Now jump ahead two and a half years to yesterday when, after many Wednesday evening margaritas, we could’ve just called it quits. Some of our party did just that, and we bade them no ill will, but there was an implicit understanding that we could not follow a similar path. This is not what we do.
There are, no doubt, many of you out there who would flatly accuse us of being insane and illogical, of allowing our bodies and lives to be continually abused by implementing our policy of live in the moment and bollocks to the mañana. But are we illogical? Are we??? No, dear readers, not these barbloggers; Let us examine the problem of induction:
We give out a "heavy petting" award to David Hume who famously observed that we cannot logically arrive at the conclusion that the future will resemble the past in any way shape or form, and the argument that the sun will rise tomorrow because it always has in the past is circular because it inductively justifies induction. Rowdy and Boullionnui are keenly aware of this point and it genearlly leads us to live hard. After all, why should we worry about being hungover for work tomorrow when we cannot logically assume that our offices will exist by then? Karl Popper’s so called “solution” to this problem is merely a functional temporary concealment/avoidance of it, so that does nothing to slow us down.

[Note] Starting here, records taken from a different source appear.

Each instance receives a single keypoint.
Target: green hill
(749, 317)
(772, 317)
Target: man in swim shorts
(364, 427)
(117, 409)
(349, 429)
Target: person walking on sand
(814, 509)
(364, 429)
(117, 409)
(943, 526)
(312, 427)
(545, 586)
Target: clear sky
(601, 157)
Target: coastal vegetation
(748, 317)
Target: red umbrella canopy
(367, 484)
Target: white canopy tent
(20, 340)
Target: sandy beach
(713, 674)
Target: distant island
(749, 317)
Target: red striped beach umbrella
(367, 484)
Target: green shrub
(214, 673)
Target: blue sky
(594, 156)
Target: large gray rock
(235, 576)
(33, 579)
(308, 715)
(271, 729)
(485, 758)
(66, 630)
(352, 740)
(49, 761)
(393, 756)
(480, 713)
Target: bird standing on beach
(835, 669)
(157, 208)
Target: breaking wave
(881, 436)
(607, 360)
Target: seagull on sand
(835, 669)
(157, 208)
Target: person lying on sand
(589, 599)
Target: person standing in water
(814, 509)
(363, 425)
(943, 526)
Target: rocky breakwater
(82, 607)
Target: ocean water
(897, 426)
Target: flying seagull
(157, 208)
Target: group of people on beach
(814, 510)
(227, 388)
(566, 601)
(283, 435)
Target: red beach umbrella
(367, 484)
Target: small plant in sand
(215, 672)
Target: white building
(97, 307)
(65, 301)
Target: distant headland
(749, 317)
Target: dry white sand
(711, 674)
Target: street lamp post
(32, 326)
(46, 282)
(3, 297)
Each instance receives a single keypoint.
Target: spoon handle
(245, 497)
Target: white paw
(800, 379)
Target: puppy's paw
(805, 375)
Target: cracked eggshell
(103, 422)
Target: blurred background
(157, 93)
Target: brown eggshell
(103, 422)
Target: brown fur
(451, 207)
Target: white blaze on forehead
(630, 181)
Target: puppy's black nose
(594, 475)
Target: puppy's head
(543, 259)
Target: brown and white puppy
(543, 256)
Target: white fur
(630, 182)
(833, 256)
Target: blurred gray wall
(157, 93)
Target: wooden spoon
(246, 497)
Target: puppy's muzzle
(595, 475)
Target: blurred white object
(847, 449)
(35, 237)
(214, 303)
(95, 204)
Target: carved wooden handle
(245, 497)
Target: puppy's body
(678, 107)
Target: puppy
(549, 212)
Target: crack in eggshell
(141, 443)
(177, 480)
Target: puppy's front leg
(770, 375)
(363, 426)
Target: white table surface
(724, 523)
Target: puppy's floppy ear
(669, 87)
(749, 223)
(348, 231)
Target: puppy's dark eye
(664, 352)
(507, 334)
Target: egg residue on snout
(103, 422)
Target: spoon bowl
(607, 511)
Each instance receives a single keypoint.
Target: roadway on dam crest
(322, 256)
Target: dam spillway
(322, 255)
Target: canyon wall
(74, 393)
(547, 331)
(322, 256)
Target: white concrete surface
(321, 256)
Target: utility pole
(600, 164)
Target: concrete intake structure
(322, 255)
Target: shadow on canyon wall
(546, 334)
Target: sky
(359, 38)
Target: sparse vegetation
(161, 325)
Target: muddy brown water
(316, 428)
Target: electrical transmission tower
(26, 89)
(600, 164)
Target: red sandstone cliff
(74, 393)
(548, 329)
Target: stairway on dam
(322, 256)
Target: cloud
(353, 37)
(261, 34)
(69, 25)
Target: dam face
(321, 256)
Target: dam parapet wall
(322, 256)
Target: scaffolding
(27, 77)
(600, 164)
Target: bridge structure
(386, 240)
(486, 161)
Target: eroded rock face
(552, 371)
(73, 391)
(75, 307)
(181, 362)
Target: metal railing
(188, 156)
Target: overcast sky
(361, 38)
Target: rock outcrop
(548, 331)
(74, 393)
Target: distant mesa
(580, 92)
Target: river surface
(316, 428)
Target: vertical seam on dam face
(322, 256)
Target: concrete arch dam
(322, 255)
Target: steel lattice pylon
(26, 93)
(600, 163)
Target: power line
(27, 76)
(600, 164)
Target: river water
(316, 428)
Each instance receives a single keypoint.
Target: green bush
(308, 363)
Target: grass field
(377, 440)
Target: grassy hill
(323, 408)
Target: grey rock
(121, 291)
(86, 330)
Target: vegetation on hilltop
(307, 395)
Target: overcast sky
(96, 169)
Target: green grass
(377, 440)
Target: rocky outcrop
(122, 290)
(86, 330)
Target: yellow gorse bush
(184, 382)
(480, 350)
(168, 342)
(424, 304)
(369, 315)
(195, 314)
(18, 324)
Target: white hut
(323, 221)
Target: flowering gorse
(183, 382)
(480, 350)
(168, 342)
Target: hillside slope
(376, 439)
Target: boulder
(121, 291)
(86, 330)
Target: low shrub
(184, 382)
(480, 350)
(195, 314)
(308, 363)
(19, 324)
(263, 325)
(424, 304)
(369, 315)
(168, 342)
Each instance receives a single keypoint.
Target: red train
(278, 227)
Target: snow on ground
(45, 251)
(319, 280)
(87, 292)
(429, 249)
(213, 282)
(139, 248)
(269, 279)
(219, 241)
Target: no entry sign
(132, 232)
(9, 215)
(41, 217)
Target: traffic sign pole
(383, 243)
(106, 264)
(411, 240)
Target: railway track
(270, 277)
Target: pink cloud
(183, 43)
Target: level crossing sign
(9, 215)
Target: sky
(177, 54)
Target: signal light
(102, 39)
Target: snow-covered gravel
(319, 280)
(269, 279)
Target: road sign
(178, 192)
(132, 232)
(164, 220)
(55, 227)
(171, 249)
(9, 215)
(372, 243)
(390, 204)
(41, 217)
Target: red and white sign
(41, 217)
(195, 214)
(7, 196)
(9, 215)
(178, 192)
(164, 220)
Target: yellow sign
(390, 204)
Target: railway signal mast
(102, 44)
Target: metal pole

While Hume himself allowed that radical skepticism is entirely impractical, this is just Hume protecting the world from the secret of the world, a secret that not all are hearty enough to live with. So while we readily admit that your life may not be able to handle Hume’s logical positivism, Capitol Hill Bar Review calls Hume’s scotch and skepticism, and raises him three Jager-blasters and a complete ban on a priori reasoning. In this way, we're more Humean than Hume.
Of course, we would never ask our readers to subject themselves to this sort of ban, but keep in mind that it is this strict reading of Hume that, in part, makes Capitol Hill Bar Review possible.